От этого головная боль Боба стала еще сильнее. Он был уверен, что с Россией покончено. Мы задавили их, их экономика рухнула, они получили свой Вьетнам в Афганистане, и все это обрушилось на них. Но теперь они, похоже, выбирались из ямы, причем в какой-то новой форме. Это казалось ему несправедливым.
Боб не любил русских. Ведь это именно русский всадил ему пулю в бедро тогда, много лет назад, и с этого начались непрекращающиеся неудачи.
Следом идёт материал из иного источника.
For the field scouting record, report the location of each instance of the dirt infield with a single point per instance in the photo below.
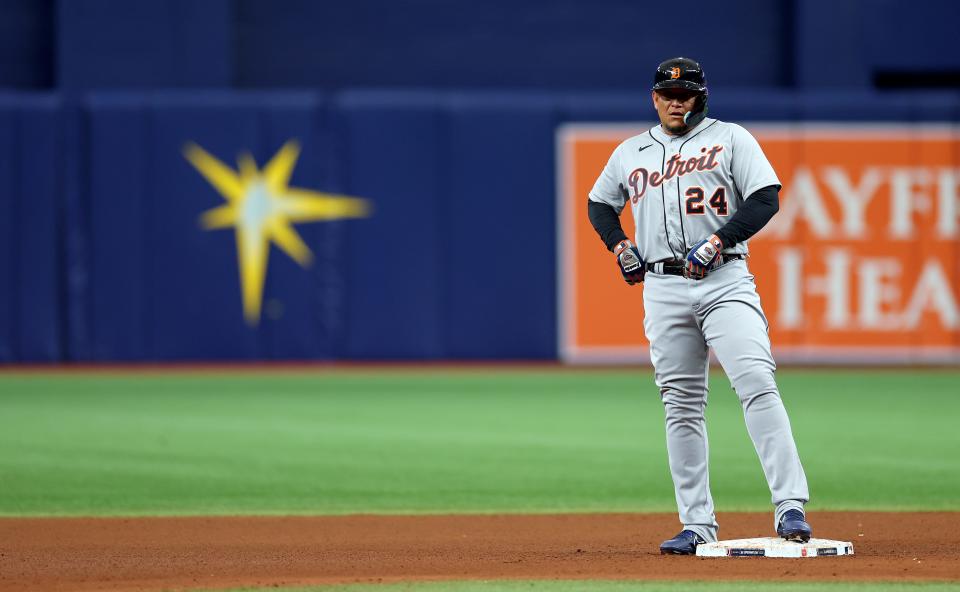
(163, 553)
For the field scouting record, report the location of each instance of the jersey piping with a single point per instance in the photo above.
(663, 198)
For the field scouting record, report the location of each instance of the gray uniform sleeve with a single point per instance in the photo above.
(749, 165)
(607, 188)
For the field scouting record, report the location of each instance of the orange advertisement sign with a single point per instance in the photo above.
(861, 264)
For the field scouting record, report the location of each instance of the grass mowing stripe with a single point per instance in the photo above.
(625, 586)
(435, 441)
Совсем недавно он подумал было, что смог одолеть их, но оказалось, что они все так же стоят на его пути, грозные и безжалостные.
Боб допил кофе, накинул рабочую куртку, нахлобучил на голову старый помятый «стетсон» и вышел из ярко освещенной теплой кухни на предутренний холод. Подбородок и все так же ввалившиеся щеки покрывала седоватая борода. Он походил на старого ковбоя, решившего в последний раз отправиться загонять табун. Он чувствовал головокружение, пульсацию в затылке, а в мыслях у него творилась форменная каша.
Горы только-только начали вырисовываться в утреннем свете. Это зрелище успокоило его, но, впрочем, совсем ненадолго. Вершины гор, покрытые снежными шапками, – такие огромные, отчужденные, погруженные в свое неведение – были куда больше, чем те горы, среди которых он вырос в глубине Арканзаса. Они обещали ему то, в чем он нуждался: одиночество, красоту, свободу, место, где мог бы жить человек, идущий своим путем и получающий от попыток взаимодействия с другими людьми только большие неприятности.
Он увидел конюшню, услышал, как лошади сопят и переступают с ноги на ногу. Он знал, что Джулия и Ники седлают их для утренней поездки; таков был непреложный семейный ритуал. Сегодня Боб запоздал. Его конь, Юниор, вероятно, уже оседлан, чтобы он мог присоединиться хотя бы в последнюю секунду. Это было неправильно: чтобы заслужить право ехать на лошади, ты должен своими руками ее оседлать. Но Джулия всегда позволяет ему поспать в те редкие моменты, когда он, как ей кажется, успокаивается. Она только не знала, какие кошмары скрываются внутри его вроде бы спокойного сна.
Боб оглянулся, высматривая другого своего врага. Пейзаж здесь, высоко в горах, но на расстоянии полутора километров от вечных снегов, был довольно пустынным. Боб видел только луга, по которым бродили немногочисленные коровы, протянувшийся на несколько километров густой лес и грубые морщины ущелий, ведущих к перевалам между пиками, которые и были хребтом, носившим меткое название Пилозубые горы.
Зато никаких репортеров. Никаких агентов. Никаких телевизионных камер, никаких голливудских жокеев, скользких болтунов с прилизанными волосами, одетых в костюмы, которые выглядели на них так же естественно, как сливки на молоке. Он ненавидел их. Хуже их не было никого. Это они изгнали его из жизни, которую он любил.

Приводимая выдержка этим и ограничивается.